Allah Sistani gibi, Hamanei gibi, Erdebili gibi, Nasır Mekarim Şirazi gibi, Ayetullah Seyid Muhammed Said el Hekim gibi meraceimizin sayısını çok etsin. Bunlar İslam âlemine rahmet ve berekettir dedi.
Özgündüz Başbakan Erdoğan’ın Dolmabahçe Sarayı'nda İslam Alimleri toplantısında yaptığı konuşmada Şiileri hedef gösteren sözlerine sert tepki göstererek, “Dönüp dönüp, Şiilik üzerinden siyaset yapıyor” dedi.
Özgündüz şunları söyledi: Sayın başbakanımız da keşke Diyanet İşleri Başkanımız kadar sorumluluk hissiyle konuşsa. Yine bakıyoruz ki dönüp dönüp, Şiilik üzerinden siyaset yapıyor. Biliyorsunuz olmayan bir hadise bir camiye ayakkabıyla girildi mi girilmedi mi feveranıyla oy toplayıp, bu seferde seçim propagandasını Şia’yı kötülemenin üzerine bina ederek seçim yapmak inanınız ki bu halde kazansanız bile meşruiyetiniz tartışılır.
Ben Şia’yım, milyonlarca Şia bu ülkede var, siz milletin bir kısmını bir kısmına karşı kışkırtır, camilerini yaktırır, yarında katliamlara maruz bırakırsanız, sizin sorumluluk alma salahiyetiniz olmaz.

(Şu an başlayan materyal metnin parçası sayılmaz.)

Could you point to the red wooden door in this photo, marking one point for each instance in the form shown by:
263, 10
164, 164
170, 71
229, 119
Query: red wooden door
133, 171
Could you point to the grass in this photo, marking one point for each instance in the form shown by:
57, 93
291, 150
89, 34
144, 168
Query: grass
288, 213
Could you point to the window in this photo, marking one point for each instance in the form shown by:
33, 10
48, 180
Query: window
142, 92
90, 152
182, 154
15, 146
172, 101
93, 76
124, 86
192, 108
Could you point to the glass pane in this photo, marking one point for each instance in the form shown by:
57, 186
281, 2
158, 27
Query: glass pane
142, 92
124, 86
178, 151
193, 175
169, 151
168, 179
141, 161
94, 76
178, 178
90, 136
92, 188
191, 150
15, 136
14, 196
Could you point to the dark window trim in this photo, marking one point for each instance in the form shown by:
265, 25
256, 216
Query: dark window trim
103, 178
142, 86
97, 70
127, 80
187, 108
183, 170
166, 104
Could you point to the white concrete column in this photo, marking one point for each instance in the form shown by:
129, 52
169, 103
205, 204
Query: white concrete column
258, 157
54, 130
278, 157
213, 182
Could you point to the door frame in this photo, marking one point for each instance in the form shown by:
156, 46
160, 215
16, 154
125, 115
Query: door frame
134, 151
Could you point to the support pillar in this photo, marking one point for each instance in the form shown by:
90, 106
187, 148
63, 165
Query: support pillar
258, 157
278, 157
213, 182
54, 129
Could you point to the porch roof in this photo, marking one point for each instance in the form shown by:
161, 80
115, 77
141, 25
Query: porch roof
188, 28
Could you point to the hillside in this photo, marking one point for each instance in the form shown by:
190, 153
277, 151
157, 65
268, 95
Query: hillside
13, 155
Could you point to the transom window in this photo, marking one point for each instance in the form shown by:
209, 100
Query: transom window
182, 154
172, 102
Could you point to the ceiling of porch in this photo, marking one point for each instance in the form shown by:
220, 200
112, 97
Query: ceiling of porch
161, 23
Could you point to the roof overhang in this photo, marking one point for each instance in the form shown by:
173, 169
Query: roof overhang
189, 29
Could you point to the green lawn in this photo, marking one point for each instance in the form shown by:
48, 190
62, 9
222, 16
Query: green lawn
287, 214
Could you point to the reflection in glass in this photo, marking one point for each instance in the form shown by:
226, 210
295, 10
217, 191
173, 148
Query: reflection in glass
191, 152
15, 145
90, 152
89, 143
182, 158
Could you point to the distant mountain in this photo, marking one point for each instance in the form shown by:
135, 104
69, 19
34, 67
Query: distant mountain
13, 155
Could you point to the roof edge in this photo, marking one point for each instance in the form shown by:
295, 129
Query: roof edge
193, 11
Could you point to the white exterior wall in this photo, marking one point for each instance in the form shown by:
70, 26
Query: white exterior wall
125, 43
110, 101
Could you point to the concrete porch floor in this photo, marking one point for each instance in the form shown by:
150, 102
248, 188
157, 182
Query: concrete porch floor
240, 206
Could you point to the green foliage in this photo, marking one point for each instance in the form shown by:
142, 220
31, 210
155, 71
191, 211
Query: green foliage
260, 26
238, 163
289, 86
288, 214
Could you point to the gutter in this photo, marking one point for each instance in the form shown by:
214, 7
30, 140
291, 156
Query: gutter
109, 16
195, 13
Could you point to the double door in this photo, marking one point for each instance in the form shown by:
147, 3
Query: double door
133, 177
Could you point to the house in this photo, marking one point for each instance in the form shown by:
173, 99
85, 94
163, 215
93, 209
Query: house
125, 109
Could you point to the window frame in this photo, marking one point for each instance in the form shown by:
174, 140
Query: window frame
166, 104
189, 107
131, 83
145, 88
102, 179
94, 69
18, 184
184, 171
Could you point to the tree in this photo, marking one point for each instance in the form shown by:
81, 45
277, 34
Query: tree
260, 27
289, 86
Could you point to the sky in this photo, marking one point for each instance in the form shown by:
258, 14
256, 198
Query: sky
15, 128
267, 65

Biz Şia’yız. Biz kimseye sövmedik. Bizim bu müçtehitlerimiz değil çıldırmak, Ehli Sünneti inancından dolayı öldürmek (Allah uzak etsin) Ehli Sünnetin mukaddesatına hakaret etmeyi de şiddetle lanetlemiş, tahrim etmiş ve yasaklamıştır. Müçtehitlerimizin tamamı. Şia toplumu adına taklit mercilerinin dediği söz geçerli ve bağlayıcıdır. Siz neye binaen dönüp dönüp Şiiler Ömer deyince çıldırıyorlar diyorsunuz!? Niye çıldırsın çok şükür hepimizin aklı herkesten daha çok başımızdadır. Sizlerin dikkatli olması lazım.
Türkiye Cumhuriyetinin Başbakanı veya Cumhurbaşkanının görevi engizisyon yapmak, kimin kimi sevdiğinin hesabını tutmak değil, Türkiye Cumhuriyeti vatandaşlarının mal, can, namus, haysiyet ve şerefini korumaktır. Birliğini dirliğini korumaktır. Toprak bütünlüğünü korumaktır. Ülkeyi bölmek, vatanı bölmek, milleti bölmek, öteki beriki yapmak değil bilakis korumaktı görevi.

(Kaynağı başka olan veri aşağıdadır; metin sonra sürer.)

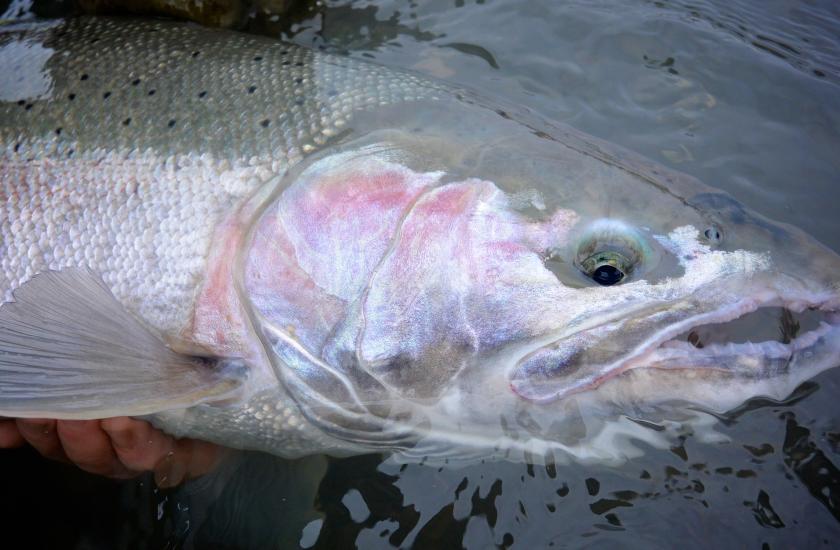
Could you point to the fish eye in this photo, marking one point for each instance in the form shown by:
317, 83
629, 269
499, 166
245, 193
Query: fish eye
606, 268
609, 251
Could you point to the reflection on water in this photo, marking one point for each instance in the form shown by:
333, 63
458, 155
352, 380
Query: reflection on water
743, 95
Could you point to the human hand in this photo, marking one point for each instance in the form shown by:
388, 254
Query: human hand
115, 447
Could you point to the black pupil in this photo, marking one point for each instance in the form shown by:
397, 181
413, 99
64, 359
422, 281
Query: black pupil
607, 275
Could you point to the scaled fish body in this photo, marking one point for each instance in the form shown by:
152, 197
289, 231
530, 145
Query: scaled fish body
271, 248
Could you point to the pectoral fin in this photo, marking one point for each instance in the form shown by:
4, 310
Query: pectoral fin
70, 350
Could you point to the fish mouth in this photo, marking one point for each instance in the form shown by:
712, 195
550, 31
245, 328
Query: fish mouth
682, 347
808, 341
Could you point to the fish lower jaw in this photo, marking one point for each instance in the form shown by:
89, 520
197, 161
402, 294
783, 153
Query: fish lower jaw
764, 358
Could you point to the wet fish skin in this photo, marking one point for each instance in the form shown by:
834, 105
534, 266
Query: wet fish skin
373, 247
140, 138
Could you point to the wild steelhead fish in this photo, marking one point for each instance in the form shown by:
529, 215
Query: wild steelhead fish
271, 248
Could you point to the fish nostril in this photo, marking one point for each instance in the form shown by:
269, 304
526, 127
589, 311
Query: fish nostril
713, 234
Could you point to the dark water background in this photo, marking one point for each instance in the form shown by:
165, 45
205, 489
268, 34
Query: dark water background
743, 94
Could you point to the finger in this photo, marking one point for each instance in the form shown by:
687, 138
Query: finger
138, 445
9, 434
41, 434
190, 458
89, 447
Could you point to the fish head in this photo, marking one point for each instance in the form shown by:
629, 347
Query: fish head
462, 274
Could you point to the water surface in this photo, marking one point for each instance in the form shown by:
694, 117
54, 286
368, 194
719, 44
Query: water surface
744, 95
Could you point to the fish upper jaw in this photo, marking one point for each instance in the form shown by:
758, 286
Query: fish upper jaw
585, 360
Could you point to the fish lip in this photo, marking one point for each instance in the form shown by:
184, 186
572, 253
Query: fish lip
644, 355
827, 303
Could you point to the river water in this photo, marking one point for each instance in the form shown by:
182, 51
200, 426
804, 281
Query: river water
743, 94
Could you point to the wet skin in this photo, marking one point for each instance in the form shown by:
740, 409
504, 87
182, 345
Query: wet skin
119, 448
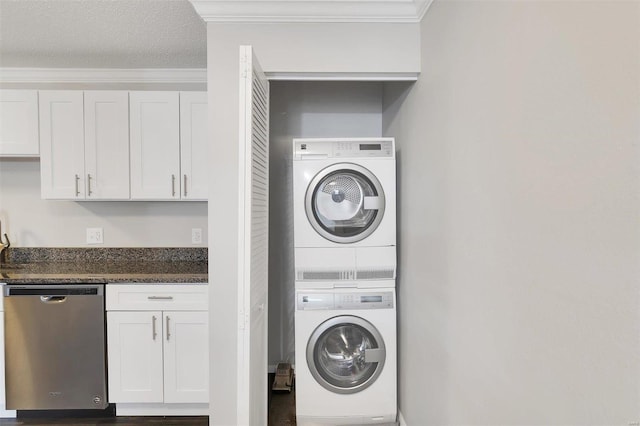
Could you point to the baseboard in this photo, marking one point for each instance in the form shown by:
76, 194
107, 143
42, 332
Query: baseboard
152, 409
7, 414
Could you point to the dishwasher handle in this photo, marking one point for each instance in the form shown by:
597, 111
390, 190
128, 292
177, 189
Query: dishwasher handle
53, 299
53, 292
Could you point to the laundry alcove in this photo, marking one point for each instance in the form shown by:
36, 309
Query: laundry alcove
310, 109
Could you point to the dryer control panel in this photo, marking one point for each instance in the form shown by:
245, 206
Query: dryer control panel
310, 149
344, 300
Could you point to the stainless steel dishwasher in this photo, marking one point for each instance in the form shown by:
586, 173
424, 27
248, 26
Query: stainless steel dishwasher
55, 347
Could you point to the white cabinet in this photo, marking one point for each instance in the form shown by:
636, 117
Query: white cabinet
19, 123
169, 149
119, 145
84, 145
62, 144
194, 151
3, 412
157, 348
134, 349
106, 142
155, 145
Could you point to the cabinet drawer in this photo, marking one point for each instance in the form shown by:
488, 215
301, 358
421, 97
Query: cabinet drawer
157, 297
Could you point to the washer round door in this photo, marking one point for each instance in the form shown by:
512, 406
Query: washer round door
346, 354
345, 203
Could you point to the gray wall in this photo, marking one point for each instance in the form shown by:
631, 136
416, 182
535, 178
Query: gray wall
519, 238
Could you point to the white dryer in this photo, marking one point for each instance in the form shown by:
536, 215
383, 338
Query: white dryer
344, 194
345, 356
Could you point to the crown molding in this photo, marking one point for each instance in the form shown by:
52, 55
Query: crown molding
422, 6
404, 11
340, 76
103, 75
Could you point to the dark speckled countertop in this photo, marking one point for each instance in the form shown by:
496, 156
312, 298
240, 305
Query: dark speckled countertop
104, 265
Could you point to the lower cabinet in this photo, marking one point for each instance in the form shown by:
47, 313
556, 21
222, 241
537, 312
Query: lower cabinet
158, 359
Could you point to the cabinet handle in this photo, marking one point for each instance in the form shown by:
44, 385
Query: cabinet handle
153, 327
185, 185
168, 333
77, 187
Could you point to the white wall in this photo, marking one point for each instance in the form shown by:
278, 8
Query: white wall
30, 221
304, 109
519, 198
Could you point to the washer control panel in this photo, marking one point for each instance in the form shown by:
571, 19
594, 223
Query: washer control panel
344, 300
312, 149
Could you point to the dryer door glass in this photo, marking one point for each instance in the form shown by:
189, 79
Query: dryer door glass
346, 354
345, 203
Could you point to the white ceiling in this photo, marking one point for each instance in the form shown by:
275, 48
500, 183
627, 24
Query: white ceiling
101, 34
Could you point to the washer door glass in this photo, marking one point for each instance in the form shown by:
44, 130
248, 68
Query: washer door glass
345, 203
346, 354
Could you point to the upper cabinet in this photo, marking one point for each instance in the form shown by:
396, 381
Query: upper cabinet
106, 144
155, 145
168, 145
84, 140
19, 123
62, 144
120, 145
193, 145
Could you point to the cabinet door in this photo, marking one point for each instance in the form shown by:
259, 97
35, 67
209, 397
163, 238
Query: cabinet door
62, 144
106, 142
186, 357
194, 151
134, 353
19, 123
155, 145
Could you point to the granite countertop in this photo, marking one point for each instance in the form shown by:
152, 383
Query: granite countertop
92, 267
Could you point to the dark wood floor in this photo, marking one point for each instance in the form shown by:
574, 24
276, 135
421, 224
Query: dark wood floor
282, 412
165, 421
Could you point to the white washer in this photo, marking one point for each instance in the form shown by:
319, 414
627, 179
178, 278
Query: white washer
345, 356
344, 194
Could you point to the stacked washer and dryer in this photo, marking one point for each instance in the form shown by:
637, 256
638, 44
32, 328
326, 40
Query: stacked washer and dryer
345, 270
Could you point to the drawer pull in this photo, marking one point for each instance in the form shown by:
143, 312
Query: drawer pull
154, 333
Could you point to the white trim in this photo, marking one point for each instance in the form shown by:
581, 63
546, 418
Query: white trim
422, 7
159, 409
307, 11
338, 76
103, 75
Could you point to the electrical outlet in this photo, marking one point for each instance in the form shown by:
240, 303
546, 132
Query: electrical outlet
196, 235
94, 236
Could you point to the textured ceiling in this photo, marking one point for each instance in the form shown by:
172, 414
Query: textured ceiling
101, 34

Bunları söyleyince ben bir kahramanlık olsun diye bunları yapmıyorum, bir gerçeğin altını çiziyorum. Bu ülkede Şia var mı var, milyonlarla varız. Ve en az başbakan kadar bu ülkenin sahipleriyiz, asli unsuruyuz.
Kimsenin bu toplumu şamar oğlanına çevirmeye hakkı yoktur. Herkes yerini bilecek, sözünü bilecek. Ben Türkiye Cumhuriyeti Başbakanına meydan okumuyorum. Ama Türkiye Cumhuriyeti vatandaşlarını bu şekilde tehlikeye maruz bırakarak, hedef göstermeye kimsenin hakkı yoktur. Hiçbir yasa ve hukukta buna bir gerekçe bulamazsınız. Benim kimi sevip sevmediğime sizler mi karar vereceksiniz.
Bizim ne Bekir adından, ne Ömer adından çıldırdığımız falan yok
Niye çıldıralım. 1400 senedir en aklı başında toplum olarak, doğru yolun yolcuları olarak, yolumuza devam ediyoruz, böyle de devam edeceğiz. Kimse bizi çıldırtamaz. Kur’an erini kimse çıldırtamaz. Allah hepimize şuur versin buna ihtiyacımız var. Allah birliğimizi dirliğimizi nadanlara rağmen korusun.